The chief interrogator was referred to as “NX2” throughout the military court proceedings, though Mitchell referred to him as “The New Sheriff” in his 2016 book, Enhanced Interrogations, and during his testimony this week.

“There is a new sheriff in town. I’m calling the shots now. Your services as an interrogator are no longer needed, but you can’t leave,” Mitchell quoted “NX2” as saying when they first met in December 2002 at a black site in what is believed to be Poland.

“There are some things we can’t do unless you’re here, because you’re the only one authorized to do them,” Mitchell said “NX2” told him, adding, “I had no idea what he was talking about, and to this day I still don’t know.”

Mitchell said he was disturbed by how “NX2” treated Nashiri, 55, and described how “NX2” and his “acolytes” forced Nashiri into painful stress positions.

“He was rabid about getting people to call him ‘sir,’” Mitchell said. “Everything that happened to Nashiri was because he wouldn’t call him ‘sir.’”

“What bothered me about what they taught and what I’d observed earlier with Nashiri is that they pushed his body back past the 45-degree angle with his shoulders touching the floor,” Mitchell said, describing how the interrogators jammed a broomstick behind Nashiri’s knees and two men pushed the terrorist’s body to the ground. “And he was screaming … and I was concerned they were gonna dislocate his knees.”

Mitchell “worried that [the interrogators] were gonna sprain Nashiri’s neck” when they put the man’s head against a wall during another stress position.
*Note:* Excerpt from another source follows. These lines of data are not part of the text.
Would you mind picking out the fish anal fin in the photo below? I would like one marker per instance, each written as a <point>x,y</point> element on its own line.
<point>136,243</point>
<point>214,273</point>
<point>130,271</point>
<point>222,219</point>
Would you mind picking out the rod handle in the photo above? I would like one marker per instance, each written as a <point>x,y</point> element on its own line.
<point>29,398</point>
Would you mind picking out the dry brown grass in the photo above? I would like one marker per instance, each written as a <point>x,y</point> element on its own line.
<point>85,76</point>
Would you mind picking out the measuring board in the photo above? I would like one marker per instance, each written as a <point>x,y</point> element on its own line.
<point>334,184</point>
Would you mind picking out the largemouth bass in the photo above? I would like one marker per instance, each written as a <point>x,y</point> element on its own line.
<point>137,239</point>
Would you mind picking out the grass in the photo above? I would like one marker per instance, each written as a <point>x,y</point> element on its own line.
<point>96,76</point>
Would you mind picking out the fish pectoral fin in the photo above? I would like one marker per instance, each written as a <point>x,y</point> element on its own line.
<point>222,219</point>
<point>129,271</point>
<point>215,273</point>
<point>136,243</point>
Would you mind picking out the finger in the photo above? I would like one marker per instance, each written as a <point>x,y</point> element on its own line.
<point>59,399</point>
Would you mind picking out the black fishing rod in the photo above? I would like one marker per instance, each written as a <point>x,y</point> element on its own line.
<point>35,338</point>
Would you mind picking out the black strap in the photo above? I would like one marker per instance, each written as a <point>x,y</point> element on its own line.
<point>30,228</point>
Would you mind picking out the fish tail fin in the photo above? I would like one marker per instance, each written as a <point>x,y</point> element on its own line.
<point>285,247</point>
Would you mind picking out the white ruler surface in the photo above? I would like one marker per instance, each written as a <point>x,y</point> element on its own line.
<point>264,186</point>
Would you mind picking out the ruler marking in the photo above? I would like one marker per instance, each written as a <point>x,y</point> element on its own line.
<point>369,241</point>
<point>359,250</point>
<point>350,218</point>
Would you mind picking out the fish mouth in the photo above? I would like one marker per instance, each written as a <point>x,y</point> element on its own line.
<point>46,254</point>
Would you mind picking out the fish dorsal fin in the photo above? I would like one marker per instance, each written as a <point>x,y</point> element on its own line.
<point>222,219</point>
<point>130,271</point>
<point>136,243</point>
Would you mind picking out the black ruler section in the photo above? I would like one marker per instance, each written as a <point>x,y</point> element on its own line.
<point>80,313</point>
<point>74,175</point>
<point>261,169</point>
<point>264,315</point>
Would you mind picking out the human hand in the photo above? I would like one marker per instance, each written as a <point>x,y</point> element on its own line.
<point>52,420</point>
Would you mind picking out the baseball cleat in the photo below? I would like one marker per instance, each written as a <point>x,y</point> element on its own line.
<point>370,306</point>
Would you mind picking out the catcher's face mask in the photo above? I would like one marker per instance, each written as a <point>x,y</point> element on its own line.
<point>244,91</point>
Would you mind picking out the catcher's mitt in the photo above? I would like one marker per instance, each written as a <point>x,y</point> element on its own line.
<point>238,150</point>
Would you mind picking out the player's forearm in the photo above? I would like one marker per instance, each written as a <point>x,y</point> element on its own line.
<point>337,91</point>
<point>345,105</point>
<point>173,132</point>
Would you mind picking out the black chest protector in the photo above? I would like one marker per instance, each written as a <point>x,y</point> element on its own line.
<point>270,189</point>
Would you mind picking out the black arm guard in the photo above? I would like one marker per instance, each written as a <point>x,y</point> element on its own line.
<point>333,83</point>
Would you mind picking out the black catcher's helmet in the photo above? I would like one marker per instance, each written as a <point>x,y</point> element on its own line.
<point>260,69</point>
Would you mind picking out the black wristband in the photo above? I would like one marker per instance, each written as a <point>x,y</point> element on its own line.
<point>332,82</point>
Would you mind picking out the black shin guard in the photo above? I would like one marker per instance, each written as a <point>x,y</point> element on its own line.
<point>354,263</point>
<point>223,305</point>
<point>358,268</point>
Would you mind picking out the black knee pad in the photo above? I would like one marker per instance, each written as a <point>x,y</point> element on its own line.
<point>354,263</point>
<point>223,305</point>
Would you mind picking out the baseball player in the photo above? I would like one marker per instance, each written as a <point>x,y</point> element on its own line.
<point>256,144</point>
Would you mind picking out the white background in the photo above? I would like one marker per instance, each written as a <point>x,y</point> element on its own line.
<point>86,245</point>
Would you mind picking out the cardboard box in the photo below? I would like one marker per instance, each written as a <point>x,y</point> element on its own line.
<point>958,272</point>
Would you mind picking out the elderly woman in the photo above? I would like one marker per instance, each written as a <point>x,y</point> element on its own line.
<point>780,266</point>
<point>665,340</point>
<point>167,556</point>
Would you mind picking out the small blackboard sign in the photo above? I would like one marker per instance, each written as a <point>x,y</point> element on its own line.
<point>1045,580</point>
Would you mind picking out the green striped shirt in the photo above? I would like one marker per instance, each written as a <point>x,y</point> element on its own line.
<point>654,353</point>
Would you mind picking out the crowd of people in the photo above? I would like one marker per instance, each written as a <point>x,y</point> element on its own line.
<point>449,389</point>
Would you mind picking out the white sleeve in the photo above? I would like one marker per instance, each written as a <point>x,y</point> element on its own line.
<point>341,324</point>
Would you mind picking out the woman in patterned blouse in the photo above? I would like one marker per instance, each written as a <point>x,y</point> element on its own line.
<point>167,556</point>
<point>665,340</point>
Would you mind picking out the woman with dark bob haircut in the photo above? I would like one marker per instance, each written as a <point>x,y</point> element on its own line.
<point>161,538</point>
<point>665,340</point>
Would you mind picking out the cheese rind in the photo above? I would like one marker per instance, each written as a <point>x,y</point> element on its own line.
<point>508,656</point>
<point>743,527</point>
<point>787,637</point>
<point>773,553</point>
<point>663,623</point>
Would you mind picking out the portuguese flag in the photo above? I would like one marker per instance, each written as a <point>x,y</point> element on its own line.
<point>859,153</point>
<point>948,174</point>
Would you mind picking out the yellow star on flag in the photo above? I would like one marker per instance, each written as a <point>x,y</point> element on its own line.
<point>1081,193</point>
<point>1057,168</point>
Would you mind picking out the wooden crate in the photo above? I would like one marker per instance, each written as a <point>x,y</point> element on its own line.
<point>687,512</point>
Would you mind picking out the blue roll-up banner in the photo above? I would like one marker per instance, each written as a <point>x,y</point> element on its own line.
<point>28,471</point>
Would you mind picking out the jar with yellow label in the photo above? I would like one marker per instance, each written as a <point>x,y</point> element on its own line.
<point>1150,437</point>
Mitchell testified that he saw them cinch Nashiri’s elbows together behind his back, bend his waist, and raise his arms above his head.

“That’s when I interrupted,” Mitchell said, getting in a shouting match with “NX2.” “If people are unable to — or afraid to — stop someone from going too far, you can get abusive drift.”

“You’ll never work again in the agency, and you’ll never work in the interrogation program again,” Mitchell said he was told. “And I said, ‘Thank God.’”

Mitchell said he reported the chief interrogator’s behavior up the chain of command and that his superior’s deputy called Mitchell a “pussy” and a “bleeding heart.”

Mitchell said the chief interrogator told him he’d aided in interrogations alongside anti-communist rebels such as the Contras and that he planned to “use an approach he had learned in Latin America.”

James Connell, the defense attorney for Ammar al Baluchi, Mohammed’s nephew and an alleged facilitator of the 9/11 terrorist plot, asked Mitchell about multiple CIA cables detailing harsh interrogation tactics used by “NX2” and others.

One report on Baluchi, 42, from May 2003, described sleep deprivation, three facial grabs, 20 facial slaps, 10 belly slaps, one round of walling, one water dousing, 30 minutes of a stress position with his head against a wall, and 25 minutes of a stress position kneeling.

“The thing that stands out to me is 20 facial slaps — that seems excessive,” Mitchell testified. “That’s a lot of them. At my most contentious time with Khalid Sheikh Mohammed, when he was looking at me like he wanted to cut my head off, I slapped him only three times. … So, that seems like a lot.”

Connell read to Mitchell from a CIA inspector general report wherein CIA interrogators described the harsh interrogation of Baluchi as a “training session” where “the new guys trained on him.”

“Is using a real human being as a training prop something you would do?” Connell asked.

“We had them practice on themselves so they would know what it felt like,” Mitchell answered. “We didn’t have them practice on detainees.”

A staff psychologist later saw the chief interrogator use a broomstick on a detainee. Back at CIA headquarters, the psychologist asked advice from Mitchell, who recommended that the incident be reported.

“Almost immediately, ‘NX2’ was removed,” Mitchell said.

In 2005, Mitchell and Jessen formed a company that was paid $81 million over four years to manage most of the CIA’s black site interrogations.